August 21 - At The Ballpark: Louisville Slugger Field, Louisville, KY
Louisville Slugger Field opened in downtown Louisville in 2000, replacing Cardinal Stadium, the
team's former home at the Kentucky State Fairgrounds a few miles south. The site features the
scenery typical to most cities' downtown areas, as well as a few additional trappings.
Can the Reds' AAA home turn their really nice surroundings into an excellent ballpark experience?
Let's find out.
The concessions at Slugger Field are not really designed by “out of the
box” thinkers, as the typical ballpark fare (hot dogs, cotton candy, funnel
cakes, etc.) is sold here. The prices are about average, and the
nachos were stale and fries starchy, but the food was still passable
enough. The one good thing is that there are plenty of places to get
food and drink around the ballpark, so you'll never go hungry or thirsty
Between-innings entertainment: C
I give this grade because the Bats had Jake the Diamond Dog in the ballpark on this night, and he is
a treat to see. He takes water to the umpires between innings, fetches frisbees in the outfield, and
chases foul balls. He even took flowers to a woman in her seat. Everything else was pedestrian,
with the usual mascot race and other typical minor league promotions. One interesting thing was a
woman rolling dice out of a bucket, and if all five of them landed on the local jeweler's logo, she won
$50,000. They did not – but she did win a $250 watch. The final thing that knocked down this grade
was the constant commercials between innings. They showed ads for Humana Hospital, the
Louisville Slugger Museum, and Jim Beam, of all things. As I said about Chattanooga, we can watch
commercials at home.
Sight lines: A+
I moved all over the ballpark during this game, as all areas of the
ballpark are accessible from the main concourse. I sat in the right
field corner, the Home Run Terrace in center field, behind the left field
fence, and several other areas around the park, and never once had a
bad seat. All of the action is easily seen, even from the bleacher seats
that rise above the concourse behind the right field wall. This is a
well-designed ballpark for the spectator.

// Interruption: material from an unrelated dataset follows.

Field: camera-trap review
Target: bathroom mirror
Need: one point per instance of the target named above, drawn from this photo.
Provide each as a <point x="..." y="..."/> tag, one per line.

The aforementioned Jake the Diamond Dog was in attendance, and he was good for quite a few
laughs. He was the good part...the post-game fireworks, not so much. The park has a really clear
view of downtown and a neon-lit bridge behind the left field wall, but they chose to set off the fireworks
behind the center field wall, which is mostly obstructed by the scoreboard. I had to maneuver around
behind the general admission seats to see the fireworks show, and even then, it was not even close
to being as impressive as the others I've seen, such as Nashville. Make the show better and change
the location, guys.
Season-ticket holders rule the day at Slugger Field, as they have free parking in their own special lot
(more on season-ticket holders later), and most of the rest of the spectators are shuffled off into other
downtown garages or a surface lot across the street from the outfield entry gates, where the price to
park is $5.00, and the spaces are barely wide enough to maneuver your vehicle into. Traffic seemed
to funnel out of the area pretty quickly, but this situation was far from optimal.
Player accessibility: A
The players seemed to be ready and willing to sign for fans, and there was the same level of access
here that I have seen in most other minor-league parks.
Quality of baseball: C
The homestanding Bats defeated the Yankees' AAA affiliate, the Columbus Clippers, 7-2. Let not the
score fool you, however, as the game finished in only 2 hours and 12 minutes. Former Padre
lefthander Darrell May started for Columbus, and got clobbered. Most of the scoring came off May,
and the bats (pardon the pun) of both sides were relatively quiet otherwise. One particularly good
performance was turned in by second baseman William Bergolla, who hit the ball hard several times,
as he did in his earlier stint with the Reds this year.
Overall grade: C-
I've never seen a ballpark experience that was so two-sided. The
scenery is great, but the parking is terrible. The atmosphere is great
(including an interior entry to the ballpark that shows some of
Louisville's rich baseball history), but the prices in the gift shop are
outrageous ($30 for a team hat).
The other problem with this park is the way season-ticket holders are
treated. They get their own free parking (as I mentioned before), and
all of the seats between the first and third-base dugouts are reserved for season-ticket holders. I
know that clubs want to reward those that buy season tickets, but this is ridiculous. The single-game
ticket buyer never gets to sit in the best seats in the park, and never gets to park for free. Add to this
the fact that the season-ticket seats were easily 40% empty, and this became even more
maddening. There are ushers at the top of these sections to keep fans from venturing into these
seats, even though there were whole rows of seats that were empty in these sections.
Loosen your reins, Louisville, and quit trying to nickel-and-dime your fans. You really could have a
great little baseball experience in your city.